In 1880–1890, celebration bands and groups linked as societies with sports clubs with distinguishable emblems and dress paraded through the city and suburbs on New Year's Eve. These societies prepared special costumes for New Year's and these became a crucial part of the event. More than 60 minstrel troupes, some a thousand strong have been known to participate in the marches. Minstrel troupes are fiercely competitive and the preparations leading towards the parade, costumes and performances are kept as secrets until the big reveal on the day. They compete for trophies such as the "Champion of Champions award". This award has been won by the Pennsylvanians for 10 years in succession. The minstrel troupes give a sense of pride and community to the group members. The "ghoema" drum is the common thread that binds together all the music of the carnival.
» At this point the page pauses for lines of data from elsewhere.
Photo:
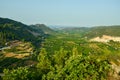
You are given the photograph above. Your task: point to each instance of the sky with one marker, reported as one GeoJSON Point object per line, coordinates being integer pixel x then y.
{"type": "Point", "coordinates": [83, 13]}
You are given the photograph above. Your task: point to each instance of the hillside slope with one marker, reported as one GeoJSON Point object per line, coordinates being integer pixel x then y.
{"type": "Point", "coordinates": [103, 30]}
{"type": "Point", "coordinates": [14, 30]}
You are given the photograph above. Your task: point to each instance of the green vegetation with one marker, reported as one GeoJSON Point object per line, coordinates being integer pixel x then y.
{"type": "Point", "coordinates": [66, 54]}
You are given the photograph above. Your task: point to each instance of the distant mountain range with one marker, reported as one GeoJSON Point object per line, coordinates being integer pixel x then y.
{"type": "Point", "coordinates": [14, 30]}
{"type": "Point", "coordinates": [91, 32]}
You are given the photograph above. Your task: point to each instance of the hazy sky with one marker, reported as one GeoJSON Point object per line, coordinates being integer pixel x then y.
{"type": "Point", "coordinates": [62, 12]}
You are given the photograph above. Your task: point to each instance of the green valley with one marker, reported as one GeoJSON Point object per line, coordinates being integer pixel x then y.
{"type": "Point", "coordinates": [37, 52]}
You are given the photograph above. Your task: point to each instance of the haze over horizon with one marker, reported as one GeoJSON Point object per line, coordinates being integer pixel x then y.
{"type": "Point", "coordinates": [62, 12]}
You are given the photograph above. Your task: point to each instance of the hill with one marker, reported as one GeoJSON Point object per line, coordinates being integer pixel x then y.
{"type": "Point", "coordinates": [14, 30]}
{"type": "Point", "coordinates": [103, 30]}
{"type": "Point", "coordinates": [42, 27]}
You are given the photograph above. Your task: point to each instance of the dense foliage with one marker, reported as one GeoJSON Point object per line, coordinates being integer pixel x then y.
{"type": "Point", "coordinates": [62, 66]}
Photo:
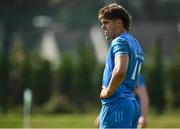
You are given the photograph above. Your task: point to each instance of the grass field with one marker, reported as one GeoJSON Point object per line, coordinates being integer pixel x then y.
{"type": "Point", "coordinates": [168, 120]}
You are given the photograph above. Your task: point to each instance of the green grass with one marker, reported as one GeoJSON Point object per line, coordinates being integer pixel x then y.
{"type": "Point", "coordinates": [168, 120]}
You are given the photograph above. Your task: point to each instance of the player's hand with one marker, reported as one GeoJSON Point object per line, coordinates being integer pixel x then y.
{"type": "Point", "coordinates": [105, 93]}
{"type": "Point", "coordinates": [142, 122]}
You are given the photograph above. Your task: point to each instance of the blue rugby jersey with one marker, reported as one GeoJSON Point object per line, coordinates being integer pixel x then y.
{"type": "Point", "coordinates": [123, 44]}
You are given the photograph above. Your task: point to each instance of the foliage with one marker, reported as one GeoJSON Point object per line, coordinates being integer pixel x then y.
{"type": "Point", "coordinates": [174, 76]}
{"type": "Point", "coordinates": [155, 78]}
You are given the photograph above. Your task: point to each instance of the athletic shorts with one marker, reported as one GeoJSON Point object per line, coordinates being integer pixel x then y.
{"type": "Point", "coordinates": [120, 114]}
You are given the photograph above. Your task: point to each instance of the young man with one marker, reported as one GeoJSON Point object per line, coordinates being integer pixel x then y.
{"type": "Point", "coordinates": [123, 63]}
{"type": "Point", "coordinates": [143, 100]}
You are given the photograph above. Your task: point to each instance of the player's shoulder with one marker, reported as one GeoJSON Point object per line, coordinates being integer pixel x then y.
{"type": "Point", "coordinates": [119, 40]}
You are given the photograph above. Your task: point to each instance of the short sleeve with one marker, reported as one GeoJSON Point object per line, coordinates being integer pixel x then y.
{"type": "Point", "coordinates": [120, 47]}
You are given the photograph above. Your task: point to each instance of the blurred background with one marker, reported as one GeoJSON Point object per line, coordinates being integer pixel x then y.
{"type": "Point", "coordinates": [52, 56]}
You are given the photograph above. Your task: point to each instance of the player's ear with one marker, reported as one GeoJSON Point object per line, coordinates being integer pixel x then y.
{"type": "Point", "coordinates": [118, 21]}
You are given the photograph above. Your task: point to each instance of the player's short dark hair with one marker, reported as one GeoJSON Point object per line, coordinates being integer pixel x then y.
{"type": "Point", "coordinates": [114, 11]}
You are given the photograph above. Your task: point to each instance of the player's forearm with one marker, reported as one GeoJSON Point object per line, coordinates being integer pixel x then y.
{"type": "Point", "coordinates": [118, 76]}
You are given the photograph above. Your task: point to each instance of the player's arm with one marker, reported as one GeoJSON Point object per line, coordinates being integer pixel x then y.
{"type": "Point", "coordinates": [118, 75]}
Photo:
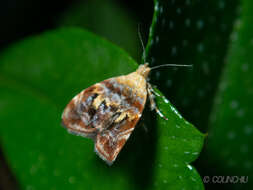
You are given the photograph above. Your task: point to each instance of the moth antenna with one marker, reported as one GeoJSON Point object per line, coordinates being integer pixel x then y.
{"type": "Point", "coordinates": [170, 65]}
{"type": "Point", "coordinates": [142, 44]}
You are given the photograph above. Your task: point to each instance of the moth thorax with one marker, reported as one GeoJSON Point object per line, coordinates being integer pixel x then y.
{"type": "Point", "coordinates": [143, 70]}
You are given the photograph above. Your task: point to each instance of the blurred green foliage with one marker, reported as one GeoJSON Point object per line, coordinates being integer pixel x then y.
{"type": "Point", "coordinates": [39, 75]}
{"type": "Point", "coordinates": [231, 125]}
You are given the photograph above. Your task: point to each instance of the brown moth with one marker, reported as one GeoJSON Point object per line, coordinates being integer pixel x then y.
{"type": "Point", "coordinates": [108, 112]}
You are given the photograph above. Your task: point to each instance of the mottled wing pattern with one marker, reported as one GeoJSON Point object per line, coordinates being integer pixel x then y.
{"type": "Point", "coordinates": [107, 112]}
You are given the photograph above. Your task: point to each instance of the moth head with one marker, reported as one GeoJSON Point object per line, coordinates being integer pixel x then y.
{"type": "Point", "coordinates": [143, 70]}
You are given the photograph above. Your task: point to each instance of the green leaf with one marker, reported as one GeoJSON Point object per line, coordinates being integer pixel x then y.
{"type": "Point", "coordinates": [190, 32]}
{"type": "Point", "coordinates": [231, 126]}
{"type": "Point", "coordinates": [39, 76]}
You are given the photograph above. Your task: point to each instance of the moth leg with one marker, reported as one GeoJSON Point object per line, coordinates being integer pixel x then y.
{"type": "Point", "coordinates": [151, 95]}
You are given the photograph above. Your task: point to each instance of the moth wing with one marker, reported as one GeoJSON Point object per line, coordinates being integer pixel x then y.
{"type": "Point", "coordinates": [132, 100]}
{"type": "Point", "coordinates": [78, 114]}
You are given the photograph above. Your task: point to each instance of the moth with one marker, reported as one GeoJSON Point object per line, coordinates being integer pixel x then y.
{"type": "Point", "coordinates": [108, 111]}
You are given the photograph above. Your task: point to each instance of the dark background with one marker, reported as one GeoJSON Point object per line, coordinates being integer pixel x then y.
{"type": "Point", "coordinates": [23, 18]}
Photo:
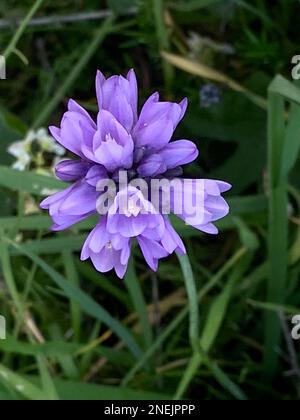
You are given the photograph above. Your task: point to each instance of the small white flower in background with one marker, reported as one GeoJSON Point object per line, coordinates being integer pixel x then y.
{"type": "Point", "coordinates": [48, 144]}
{"type": "Point", "coordinates": [25, 153]}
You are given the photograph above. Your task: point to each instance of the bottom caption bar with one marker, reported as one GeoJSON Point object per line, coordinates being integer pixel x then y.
{"type": "Point", "coordinates": [132, 409]}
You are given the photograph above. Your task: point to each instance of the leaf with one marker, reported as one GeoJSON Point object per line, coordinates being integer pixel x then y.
{"type": "Point", "coordinates": [191, 289]}
{"type": "Point", "coordinates": [121, 7]}
{"type": "Point", "coordinates": [29, 182]}
{"type": "Point", "coordinates": [199, 69]}
{"type": "Point", "coordinates": [75, 391]}
{"type": "Point", "coordinates": [21, 385]}
{"type": "Point", "coordinates": [134, 287]}
{"type": "Point", "coordinates": [87, 304]}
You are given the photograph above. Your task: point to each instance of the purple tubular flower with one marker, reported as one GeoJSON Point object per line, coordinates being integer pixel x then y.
{"type": "Point", "coordinates": [119, 96]}
{"type": "Point", "coordinates": [72, 170]}
{"type": "Point", "coordinates": [107, 251]}
{"type": "Point", "coordinates": [121, 141]}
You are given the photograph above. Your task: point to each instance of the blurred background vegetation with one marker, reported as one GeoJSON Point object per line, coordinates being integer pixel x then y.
{"type": "Point", "coordinates": [73, 333]}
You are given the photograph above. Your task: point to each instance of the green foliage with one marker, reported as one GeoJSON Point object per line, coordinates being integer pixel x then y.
{"type": "Point", "coordinates": [214, 327]}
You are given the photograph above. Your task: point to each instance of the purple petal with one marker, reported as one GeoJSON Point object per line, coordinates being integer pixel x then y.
{"type": "Point", "coordinates": [81, 200]}
{"type": "Point", "coordinates": [119, 96]}
{"type": "Point", "coordinates": [152, 251]}
{"type": "Point", "coordinates": [152, 165]}
{"type": "Point", "coordinates": [171, 241]}
{"type": "Point", "coordinates": [113, 146]}
{"type": "Point", "coordinates": [95, 174]}
{"type": "Point", "coordinates": [179, 153]}
{"type": "Point", "coordinates": [72, 170]}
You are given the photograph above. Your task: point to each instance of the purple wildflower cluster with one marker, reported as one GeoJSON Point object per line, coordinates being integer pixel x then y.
{"type": "Point", "coordinates": [140, 144]}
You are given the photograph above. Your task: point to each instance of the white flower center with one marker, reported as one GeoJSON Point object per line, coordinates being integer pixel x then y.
{"type": "Point", "coordinates": [132, 208]}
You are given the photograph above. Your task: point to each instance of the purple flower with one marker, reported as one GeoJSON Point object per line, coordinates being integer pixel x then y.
{"type": "Point", "coordinates": [120, 142]}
Until mid-1900s, competitions were organised by individual promoters. Boards appeared and disappeared – "Cape Peninsula Coon Carnival Board", "Western Province Jubilee Carnival Board" (Jimmy WG Allen), "Cape Western Coon Carnival Board" (directed by Sonny Loyd). The majority of the troupes are represented by the Kaapse Klopse Karnaval Association which is one of the break-away Associations from the Kaapse Karnaval ("Cape Carnival") Association. Today, the Cape Town Minstrels Carnival Association oversees the organisation of the Minstrel Carnival.

==Evolution of music==
The music associated with minstrel history and Tweede Nuwe Jaar was influenced by a variety of sources. In the 17th and 18th centuries, slaves were sent to the Cape of Good Hope from Indonesia, Malaysia, Sri Lanka, India and East Africa (Madagascar), creating a melting pot of culture and influence. The British garrisons of the era influenced the marching processions of the minstrel troupes and a substantial collection of songs draw their origins from the Netherlands. The Cape slaves together with the local Khoisan population were known to sing in choirs as part of the celebrations. They also watched the colonial troops parade in Cape Town while singing "God Save the Queen". Traces of African, Asian and European music can be heard in the minstrel music. The ghoema beat reflects rhythmic similarities of India, Indonesia, Africa and the Middle East. Therefore, "Ghoemaliedjies" (Ghoema songs) are reminiscent of the music from Africa, Asia and Europe. "Melodies" and "moppies" have Western origins and were strongly influenced by African–American music (possibly associated with the exposure to the visiting American minstrels). The cinemas across District Six also exerted the jazz influence and the re-enactment of famous actors and singers in the performances.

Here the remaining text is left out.